Certain data includes 36 body temperatures for which the sample mean is equal to 98.20 °F and standard deviation of 0.62 °F. Using this sample statistics, construct a 95% confidence interval of the mean body temperature. What does the sample suggest about the use of 98.6°F as the mean body temperature?
95% = mean ± 1.96 SEm
SEm = SD/√n
I'll let you calculate and come to your own conclusions.
To construct a confidence interval for the mean body temperature, we can use the following formula:
Confidence Interval = Sample Mean ± (Critical Value * Standard Error)
Step 1: Calculate the Critical Value
Since we want a 95% confidence level, we need to find the z-score that corresponds to a 95% confidence level. The critical value can be found using a z-table or a statistical calculator. For a 95% confidence level, the critical value is approximately 1.96.
Step 2: Calculate the Standard Error
The standard error measures the variability of the sample mean.
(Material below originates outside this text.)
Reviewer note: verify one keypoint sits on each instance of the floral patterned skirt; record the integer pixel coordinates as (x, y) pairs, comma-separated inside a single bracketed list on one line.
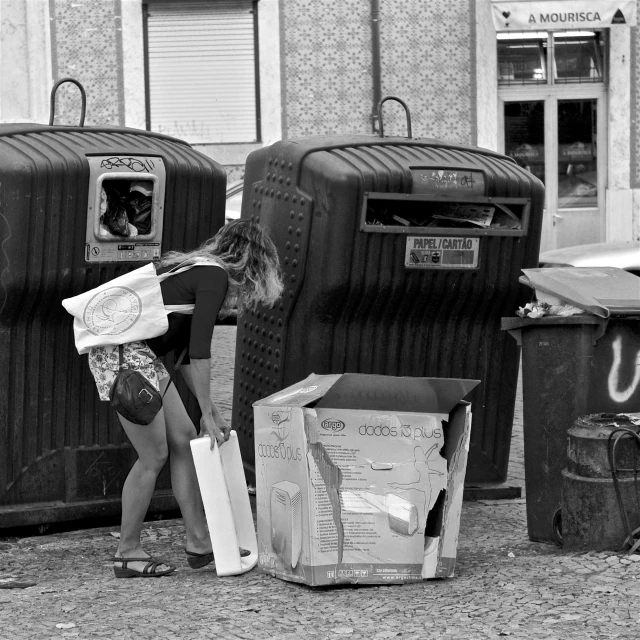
[(104, 365)]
It can be calculated using the formula: Standard Error = Standard Deviation / √(Sample Size)
Given:
Sample Mean (x̄) = 98.20 °F
Standard Deviation (σ) = 0.62 °F
Sample Size (n) = 36
So, the standard error is:
Standard Error = 0.62 / √(36) = 0.1033
Step 3: Calculate the Confidence Interval
Using the formula mentioned earlier:
Confidence Interval = Sample Mean ± (Critical Value * Standard Error)
Confidence Interval = 98.20 ± (1.96 * 0.1033) = (97.9989 °F, 98.4011 °F)
Therefore, the 95% confidence interval for the mean body temperature is (97.9989 °F, 98.4011 °F).
Now, let's consider the suggested mean body temperature of 98.6 °F. If this value falls within the confidence interval, it suggests that the true mean body temperature is likely to be 98.6 °F. However, if 98.6 °F falls outside the confidence interval, it suggests that the true mean body temperature is unlikely to be 98.6 °F.
In this case, since 98.6 °F falls outside the 95% confidence interval, the sample data suggests that the mean body temperature is unlikely to be 98.6 °F.